But this night they stand together, sometimes looking to that new
emptiness to the south, as the light cupped in their hands flickers,
but never, quite, seems to go out.
There's a soft
wind, a perfect early autumn breeze that blows against the flags
that seem to be everywhere, outside a bar, in the window of a supermarket,
on a baby stroller, outside our local firehouse, a base now of brave
men in mourning.
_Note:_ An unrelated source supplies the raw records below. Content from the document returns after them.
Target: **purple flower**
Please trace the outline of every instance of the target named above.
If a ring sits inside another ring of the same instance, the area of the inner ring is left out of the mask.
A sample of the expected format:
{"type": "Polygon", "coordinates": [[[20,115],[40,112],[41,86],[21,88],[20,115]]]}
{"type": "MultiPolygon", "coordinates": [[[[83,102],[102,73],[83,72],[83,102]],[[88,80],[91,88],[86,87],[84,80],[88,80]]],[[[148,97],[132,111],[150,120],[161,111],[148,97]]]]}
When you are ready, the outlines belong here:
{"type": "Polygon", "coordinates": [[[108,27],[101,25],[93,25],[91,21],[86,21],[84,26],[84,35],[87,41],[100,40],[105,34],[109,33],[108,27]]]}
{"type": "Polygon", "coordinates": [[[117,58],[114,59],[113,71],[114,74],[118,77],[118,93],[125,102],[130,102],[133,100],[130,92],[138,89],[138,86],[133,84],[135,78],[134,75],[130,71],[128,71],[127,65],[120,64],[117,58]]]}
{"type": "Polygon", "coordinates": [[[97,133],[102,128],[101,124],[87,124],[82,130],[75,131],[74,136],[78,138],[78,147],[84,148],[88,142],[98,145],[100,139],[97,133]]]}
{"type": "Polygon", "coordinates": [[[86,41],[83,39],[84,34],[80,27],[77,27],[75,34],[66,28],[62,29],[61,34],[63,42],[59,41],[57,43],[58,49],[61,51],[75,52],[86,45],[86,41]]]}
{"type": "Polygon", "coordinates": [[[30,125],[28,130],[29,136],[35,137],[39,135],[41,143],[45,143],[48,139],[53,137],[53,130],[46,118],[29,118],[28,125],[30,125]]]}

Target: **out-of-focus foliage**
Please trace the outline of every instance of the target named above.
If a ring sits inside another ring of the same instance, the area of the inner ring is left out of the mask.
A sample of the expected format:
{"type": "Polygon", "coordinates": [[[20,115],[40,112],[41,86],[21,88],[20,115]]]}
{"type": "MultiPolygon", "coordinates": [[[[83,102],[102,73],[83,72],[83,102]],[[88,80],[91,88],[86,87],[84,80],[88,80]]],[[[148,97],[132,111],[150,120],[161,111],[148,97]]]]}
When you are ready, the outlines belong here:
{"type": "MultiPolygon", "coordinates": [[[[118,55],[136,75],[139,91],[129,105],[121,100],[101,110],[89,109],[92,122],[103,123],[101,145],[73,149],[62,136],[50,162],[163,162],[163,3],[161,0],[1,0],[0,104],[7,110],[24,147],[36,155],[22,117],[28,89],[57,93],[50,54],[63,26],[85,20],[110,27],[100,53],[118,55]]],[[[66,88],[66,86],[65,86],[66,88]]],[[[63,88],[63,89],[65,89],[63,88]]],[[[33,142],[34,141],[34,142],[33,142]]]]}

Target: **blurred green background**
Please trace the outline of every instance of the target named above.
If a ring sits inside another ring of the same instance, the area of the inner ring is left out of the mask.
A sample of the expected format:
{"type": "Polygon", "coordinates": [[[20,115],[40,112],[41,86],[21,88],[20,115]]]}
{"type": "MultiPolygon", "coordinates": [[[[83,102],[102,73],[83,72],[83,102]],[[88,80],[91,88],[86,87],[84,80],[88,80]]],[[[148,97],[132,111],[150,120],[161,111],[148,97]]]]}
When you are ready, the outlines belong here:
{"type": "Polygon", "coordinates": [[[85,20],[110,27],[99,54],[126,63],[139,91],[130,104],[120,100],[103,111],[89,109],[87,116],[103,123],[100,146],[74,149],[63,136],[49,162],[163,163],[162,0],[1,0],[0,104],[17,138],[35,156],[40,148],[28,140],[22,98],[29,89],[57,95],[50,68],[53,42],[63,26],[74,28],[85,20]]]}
The breeze also catches this city's newest, and
saddest, banners, little paper fliers stuck to the walls, to the
phone booths, to the streetlights, each one carrying a name.
Robert Sutcliffe,
Larry Boisseau, Gilbert Ruiz, Sara Harvey, Ye Wei Liang
Each piece
of paper has a story to tell. Each is different, and yet each, heartbreakingly,
is the same. They almost all come with that identical, awful heading,
"Missing," evidence of tragedy and last, desperate hope.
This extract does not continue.